SANS Institute, the global leader in cybersecurity training and certifications, announced SANS Abu Dhabi February 2024. Hosted at the Fairmont Bab Al Bahr, Abu Dhabi, from February 24 to 29, 2024, SANS Abu Dhabi will target how the cybersecurity industry can safeguard critical infrastructure through advanced industrial control systems (ICS) training, and teach advanced skills to hunt, identify, counter, and recover from a wide range of threats within enterprise networks.
In 2023, the UAE fortified its cybersecurity framework, countering approximately 50,000 daily cyberattacks targeting pivotal sectors such as banking, finance, health, and oil and gas. The UAE Cyber Security Council strategically implemented proactive defense measures, securing the nation’s impressive fifth position in the Global Cybersecurity Index. Despite this achievement, persistent challenges emerged as cybercriminals continued to target vital sectors, prompting an ongoing need for vigilant monitoring and adaptable security measures.
“The cybersecurity landscape remains dynamic, and looking ahead to 2024, the Middle East can expect a surge in the unique challenges of ICS security, reflecting the region’s strategic position in sectors crucial to its digital resilience, such as oil and gas,” says Ned Baltagi, Managing Director – Middle East, Turkey and Africa, SANS Institute. “Attacks against critical infrastructure are not only increasing in volume but also growing in sophistication. Adversaries are exploiting both ICS and IT environments to achieve malicious goals, posing risks to safety and engineering operations. The global escalation in ransomware events against ICS environments shows no signs of slowing down, and the impact extends beyond IT support services, potentially affecting ICS operations.”

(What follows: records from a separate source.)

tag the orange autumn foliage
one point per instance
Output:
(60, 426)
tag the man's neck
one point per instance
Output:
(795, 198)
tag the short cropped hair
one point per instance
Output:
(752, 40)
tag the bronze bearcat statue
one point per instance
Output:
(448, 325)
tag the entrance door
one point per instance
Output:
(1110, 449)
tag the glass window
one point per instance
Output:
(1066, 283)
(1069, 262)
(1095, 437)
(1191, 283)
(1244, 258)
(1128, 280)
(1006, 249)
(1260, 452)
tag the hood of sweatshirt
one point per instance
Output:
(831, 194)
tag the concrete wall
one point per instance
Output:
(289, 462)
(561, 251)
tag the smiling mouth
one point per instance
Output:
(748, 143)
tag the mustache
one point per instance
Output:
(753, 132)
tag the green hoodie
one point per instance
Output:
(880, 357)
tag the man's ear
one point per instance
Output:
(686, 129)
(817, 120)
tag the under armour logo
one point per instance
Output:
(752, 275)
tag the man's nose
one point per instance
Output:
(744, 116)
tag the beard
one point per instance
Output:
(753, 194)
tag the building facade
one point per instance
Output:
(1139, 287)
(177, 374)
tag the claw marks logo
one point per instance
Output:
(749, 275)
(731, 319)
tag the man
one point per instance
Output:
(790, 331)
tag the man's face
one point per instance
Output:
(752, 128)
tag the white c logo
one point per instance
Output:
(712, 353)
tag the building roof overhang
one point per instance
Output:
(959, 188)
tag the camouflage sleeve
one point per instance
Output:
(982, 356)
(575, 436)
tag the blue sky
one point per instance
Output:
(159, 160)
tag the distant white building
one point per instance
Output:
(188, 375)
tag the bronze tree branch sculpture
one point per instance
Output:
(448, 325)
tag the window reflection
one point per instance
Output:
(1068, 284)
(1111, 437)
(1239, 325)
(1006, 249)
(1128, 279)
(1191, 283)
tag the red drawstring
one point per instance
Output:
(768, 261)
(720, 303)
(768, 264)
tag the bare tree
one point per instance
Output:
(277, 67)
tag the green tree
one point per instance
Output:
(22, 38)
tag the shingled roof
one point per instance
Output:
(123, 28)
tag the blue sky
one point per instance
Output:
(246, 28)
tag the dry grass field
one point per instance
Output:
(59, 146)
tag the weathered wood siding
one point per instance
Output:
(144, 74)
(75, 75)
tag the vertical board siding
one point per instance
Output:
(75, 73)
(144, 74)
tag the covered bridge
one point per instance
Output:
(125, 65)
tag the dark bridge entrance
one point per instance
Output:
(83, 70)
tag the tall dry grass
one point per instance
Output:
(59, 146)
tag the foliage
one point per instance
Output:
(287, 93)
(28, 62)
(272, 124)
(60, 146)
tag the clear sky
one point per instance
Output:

The SANS 2023 ICS/OT Cybersecurity Survey reveals that only 52% of ICS facilities have a documented, tested, and up-to-date ICS/OT-specific incident response plan, while 17% are uncertain if such a plan exists. Recognizing the imperative need, facility leadership and engineering teams must distinguish between traditional IT security and industrial control system security.
Baltagi continues, “ICS/OT assets should not be compared to traditional IT assets. To fortify defenses against evolving threat groups aiming for disruption, downtime, and safety impacts, critical infrastructure owners and operators must prioritize ICS-specific security training for their teams, ensuring they are certified and well-equipped to face the challenges ahead. Moreover, ongoing training in threat hunting and incident response ensures that cybersecurity professionals remain adept at handling the evolving landscape of cyber threats. As the UAE continues to position itself as a global hub, maintaining a robust cybersecurity posture through proactive threat hunting and effective incident response is integral to protecting critical systems.”
SANS Abu Dhabi 2024 will offer two specialized courses through both in-person training and simultaneous live online sessions: FOR508: Advanced Incident Response, Threat Hunting, and Digital Forensics and ICS410: ICS/SCADA Security Essentials.
For those keen on advanced threat hunting and forensic analysis, FOR508 is a deep dive into investigative techniques and tools. Whether it’s a data breach, malware attack, or any other form of cyber threat, having a well-defined incident response plan is imperative, and participants will learn how to effectively hunt, detect, and contain a variety of adversaries and to remediate incidents.
ICS410 is crucial course focusing on industrial control systems and SCADA security, vital for the infrastructure of the modern world. The course will help participants develop cyber-secure-aware engineering practices and real-time control system IT /OT support carried out by professionals who understand the physical effects of actions in the cyber world.
Additionally, on February 26 from 5:30 pm – 6:30 pm, SANS Instructor Christopher Robinson will host a SANS Community Night session on ‘OT Penetration Testing – Lessons Learned from Penetration Testing Operational Environments.’ He will present lessons learned and challenges faced while performing a penetration test on ICS/OT environments, especially how the goals and scope will differ from a traditional IT penetration test.